Cela ne veut pas dire que les scientifiques n’ont pas obtenu par le passé des résultats surprenants qui suggèrent que l’âge biologique est réversible, même chez les humains. La recherche montre que malgré le tribut que le bébé à naître fait payer à l’organisme de sa mère, les cellules de cette dernière ont l’air plus « jeunes » pendant la grossesse que son âge chronologique ne le laisse supposer. En 2019, des chercheurs menant un petit essai clinique se sont rendu compte qu’un cocktail de trois médicaments courants pouvait réduire de quelques années l’âge biologique d’une personne.
Cette nouvelle étude, qui a utilisé plusieurs horloges épigénétiques pour mesurer la façon dont l’âge biologique change en réponse au stress dans des modèles animaux et des ensembles de données humaines, révèle également que les “coups de vieux” induits par le stress pourraient n’être que temporaires.

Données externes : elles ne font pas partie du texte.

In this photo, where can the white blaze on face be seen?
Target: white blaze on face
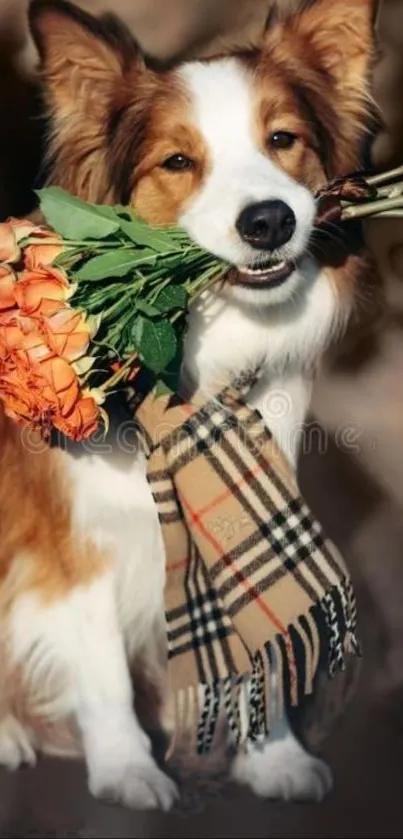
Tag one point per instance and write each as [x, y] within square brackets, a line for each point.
[222, 107]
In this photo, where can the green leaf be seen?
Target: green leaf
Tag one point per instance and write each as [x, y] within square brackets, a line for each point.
[156, 342]
[140, 233]
[161, 389]
[72, 218]
[171, 297]
[115, 263]
[147, 309]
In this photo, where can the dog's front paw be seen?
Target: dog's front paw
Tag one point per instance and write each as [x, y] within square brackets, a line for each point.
[139, 785]
[284, 770]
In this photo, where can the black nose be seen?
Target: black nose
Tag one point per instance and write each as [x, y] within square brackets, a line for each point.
[267, 225]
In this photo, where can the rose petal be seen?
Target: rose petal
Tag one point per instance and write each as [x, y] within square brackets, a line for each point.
[7, 287]
[9, 250]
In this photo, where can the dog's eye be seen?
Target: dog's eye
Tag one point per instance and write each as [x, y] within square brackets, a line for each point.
[178, 163]
[282, 140]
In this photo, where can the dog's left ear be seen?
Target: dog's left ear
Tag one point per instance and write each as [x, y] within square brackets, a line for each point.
[339, 37]
[327, 50]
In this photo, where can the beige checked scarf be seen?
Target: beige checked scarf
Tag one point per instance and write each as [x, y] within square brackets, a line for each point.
[251, 580]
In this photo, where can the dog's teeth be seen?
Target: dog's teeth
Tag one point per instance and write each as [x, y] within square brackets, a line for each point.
[268, 269]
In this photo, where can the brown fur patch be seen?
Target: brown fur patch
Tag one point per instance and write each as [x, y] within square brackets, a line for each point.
[113, 119]
[38, 551]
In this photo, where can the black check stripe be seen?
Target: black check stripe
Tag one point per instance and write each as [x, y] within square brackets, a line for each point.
[245, 500]
[201, 624]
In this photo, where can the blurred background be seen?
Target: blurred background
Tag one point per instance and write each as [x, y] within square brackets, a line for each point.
[352, 472]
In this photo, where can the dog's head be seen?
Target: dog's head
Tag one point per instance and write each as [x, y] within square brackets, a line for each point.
[232, 148]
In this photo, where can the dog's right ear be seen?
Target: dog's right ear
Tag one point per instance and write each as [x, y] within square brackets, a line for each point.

Selon les chercheurs dans leur étude :
Un schéma clair est apparu au cours de nos études : l’exposition au stress augmente l’âge biologique. Lorsque le stress est atténué, l’âge biologique peut être totalement ou partiellement rétabli. C’est peut-être ce que démontre le plus clairement notre analyse des changements de l’âge biologique en réponse à une intervention chirurgicale majeure.
Des échantillons de sang prélevés sur des patients âgés victimes d’un traumatisme et opérés d’urgence ont révélé une augmentation des marqueurs de l’âge biologique, qui sont revenus à leur niveau de base une semaine après l’opération. Ce schéma reflète les résultats obtenus chez des souris qui avaient été réunies puis séparées chirurgicalement. En revanche, les patients ayant opté pour une chirurgie non urgente ne présentaient aucun signe de vieillissement accéléré.
Il est difficile de trouver un signal dans le bruit de millions de cellules en pleine activité, c’est pourquoi les chercheurs ont comparé plusieurs horloges épigénétiques. Il est intéressant de noter que certaines d’entre elles n’ont détecté aucun changement. Malgré cela, les chercheurs pensent que leurs résultats suggèrent que le corps est capable d’inverser les processus de vieillissement biologique.
Mais c’est une chose d’observer les fluctuations des processus corporels, et c’en est une autre d’essayer de les exploiter à des fins thérapeutiques pour inverser les effets du vieillissement. Le corps est capable de beaucoup de choses remarquables que la médecine moderne peut à peine reproduire, et nous ne savons pas encore si ces changements fugaces dans le vieillissement cellulaire ont des effets durables sur la santé.
L’étude publiée dans Cell Metabolism : Biological age is increased by stress and restored upon recovery.